Goal 2b: Generalizability from Nomothetic to Idiographic Networks
First, an mlVAR model was estimated for the whole sample to estimate the nomothetic model. Second, a graphicalVAR model was estimated per individual (i.e., an idiographic model) without any constraints (i.e., unconstrained model). Third, a constrained graphicalVAR model was estimated per individual where only the effects that were significant in the nomothetic model were estimated (i.e., constrained model).
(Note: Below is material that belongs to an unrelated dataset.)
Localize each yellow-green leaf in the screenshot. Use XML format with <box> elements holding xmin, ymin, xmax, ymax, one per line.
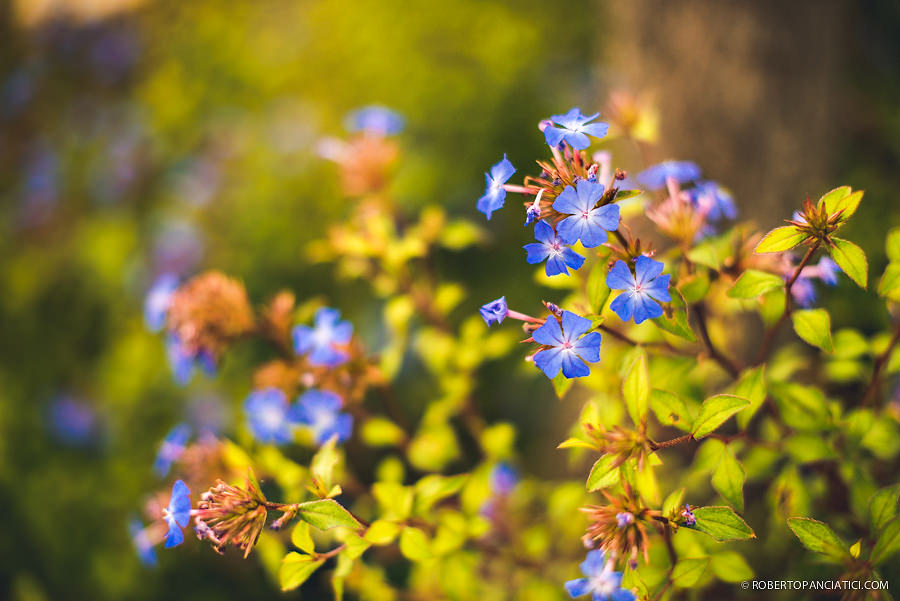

Specifically, the effects of the temporal and contemporaneous networks of the nomothetic model were constrained in the temporal and contemporaneous structures of the graphicalVAR model. Finally, the Estimated Bayesian Information Criterion (EBIC) of the constrained model was subtracted from the unconstrained model to determine which model had better fit (EBICunconstrained − EBICconstrained). Lower EBIC indicates a better fit, which means that, after the subtraction, negative values indicated a better fit for the unconstrained model, and positive values indicated a better fit for the constrained model. EBIC uses a hyperparameter γ, which determines how strongly the EBIC favors simpler models with fewer edges (Foygel & Drton, 2010). The choice of this hyperparameter is somewhat arbitrary and depends on the value placed on caution—i.e., stricter models with fewer false positives—versus discovery—i.e., richer models with more detected edges (Dziak et al., 2012). Therefore, three different γ values were used in the analyses: 0.5, 0.25, and 0.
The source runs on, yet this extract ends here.